She always said if we broke up she would end up ruining an entire culture for me. False. I love Brazil, it has its problems but it is a beautiful place full of some of the warmest people I’ve ever met. I look forward to going again one day. I absorbed so much of their culture that I feel more at home there than I do in my own home.
I do miss her, I really do, as you miss anyone you once loved. Maybe I still love her but it’s irrelevant now isn’t it? The memories will always be there and I can’t deny that she had an influence on me. A huge one, both good and bad but how would I let the actions of one woman ruin an entire culture for me? For a smart woman she sure could be stupid as fuck.
I may even go out to some of the Brazilian bars in London. And, I know what you’re thinking… Gringo is going hunting for girls. Who could blame me really? They’re fucking beautiful. I totally have a weakness for that accent now but that isn’t it. I miss the food, the drinks etc. There’s this beautiful casual way of life in Brazil. Everything is done in time, not rushed. I really love that.
I also enjoyed the ease with which I could socialise. The women seemed to like me and they weren’t afraid to let me know it, I find that refreshing. It’s so rare to have a girl just outright say she likes you here. Cultural difference I guess? It’s also rare to strike up a random conversation that leads to a friendship here. Honestly if I could manage it I would just skip country.
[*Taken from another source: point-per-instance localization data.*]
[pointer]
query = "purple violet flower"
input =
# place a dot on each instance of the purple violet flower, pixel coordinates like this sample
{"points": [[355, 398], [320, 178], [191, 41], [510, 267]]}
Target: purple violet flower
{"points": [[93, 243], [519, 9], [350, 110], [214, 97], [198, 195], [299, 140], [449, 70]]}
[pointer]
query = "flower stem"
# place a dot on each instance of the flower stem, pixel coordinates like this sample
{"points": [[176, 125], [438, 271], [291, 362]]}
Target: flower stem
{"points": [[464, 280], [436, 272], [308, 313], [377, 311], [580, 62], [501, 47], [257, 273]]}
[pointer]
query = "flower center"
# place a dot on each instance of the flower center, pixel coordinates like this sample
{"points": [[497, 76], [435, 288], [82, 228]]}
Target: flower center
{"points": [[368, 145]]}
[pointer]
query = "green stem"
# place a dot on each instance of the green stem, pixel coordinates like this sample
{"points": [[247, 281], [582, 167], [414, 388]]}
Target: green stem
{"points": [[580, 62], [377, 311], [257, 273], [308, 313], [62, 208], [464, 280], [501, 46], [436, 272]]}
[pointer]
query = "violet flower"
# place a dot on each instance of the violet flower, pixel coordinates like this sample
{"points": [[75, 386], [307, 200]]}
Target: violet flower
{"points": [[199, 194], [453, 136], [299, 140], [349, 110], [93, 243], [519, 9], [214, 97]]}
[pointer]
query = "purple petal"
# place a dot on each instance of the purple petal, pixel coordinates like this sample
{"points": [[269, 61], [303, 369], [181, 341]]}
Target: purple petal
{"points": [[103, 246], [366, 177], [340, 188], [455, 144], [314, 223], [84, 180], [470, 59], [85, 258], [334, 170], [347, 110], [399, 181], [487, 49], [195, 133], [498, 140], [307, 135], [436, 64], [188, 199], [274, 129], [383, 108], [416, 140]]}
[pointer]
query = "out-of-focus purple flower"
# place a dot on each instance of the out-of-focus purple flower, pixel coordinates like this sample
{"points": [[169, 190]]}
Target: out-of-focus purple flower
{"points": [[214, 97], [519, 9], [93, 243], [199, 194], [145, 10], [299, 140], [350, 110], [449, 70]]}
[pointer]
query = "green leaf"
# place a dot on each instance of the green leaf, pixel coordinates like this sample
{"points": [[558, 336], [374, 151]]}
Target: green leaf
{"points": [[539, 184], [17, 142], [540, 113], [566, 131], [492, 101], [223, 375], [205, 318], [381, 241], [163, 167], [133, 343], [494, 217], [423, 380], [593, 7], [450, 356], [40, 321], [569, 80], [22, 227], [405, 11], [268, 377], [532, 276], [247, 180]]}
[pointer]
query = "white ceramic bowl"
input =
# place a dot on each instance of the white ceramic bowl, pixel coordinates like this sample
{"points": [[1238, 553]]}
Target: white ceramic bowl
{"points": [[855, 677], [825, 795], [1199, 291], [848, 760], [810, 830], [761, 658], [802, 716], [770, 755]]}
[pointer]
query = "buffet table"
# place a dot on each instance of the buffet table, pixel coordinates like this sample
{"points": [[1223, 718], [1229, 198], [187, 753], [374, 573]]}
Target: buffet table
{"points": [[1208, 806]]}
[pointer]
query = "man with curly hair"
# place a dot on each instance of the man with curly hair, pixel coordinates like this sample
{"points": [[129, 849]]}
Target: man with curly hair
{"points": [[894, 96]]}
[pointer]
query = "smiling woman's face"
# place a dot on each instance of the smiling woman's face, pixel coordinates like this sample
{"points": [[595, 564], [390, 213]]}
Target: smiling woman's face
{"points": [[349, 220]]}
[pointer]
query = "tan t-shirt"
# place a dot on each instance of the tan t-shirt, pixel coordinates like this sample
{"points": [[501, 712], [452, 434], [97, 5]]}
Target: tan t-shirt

I have a feeling Id be happier there if I could make a decent living. I miss the wildlife and beautiful natural scenery. There’s really nothing like that here. I understand why Brazilians come to London but I also understand why they return home. Who would want to stay here forever unless their situation at home is infinitely worse?
I’d trade the relative safety of London for Brazil any day. It’s funny, how full of yourself can you be to believe you could wreck someone’s view of an entire group of people?
In a closing statement, I’m not going to claim that everything that happened was her fault. I fuck up, I make mistakes and my words are sometimes razor edged. I always attempted to right my wrongs and let her know she was more important than whatever we argued about. And finally, I do not fetishise those women. I do however have a massive weakness for them probably as a consequence of my positive experiences with them.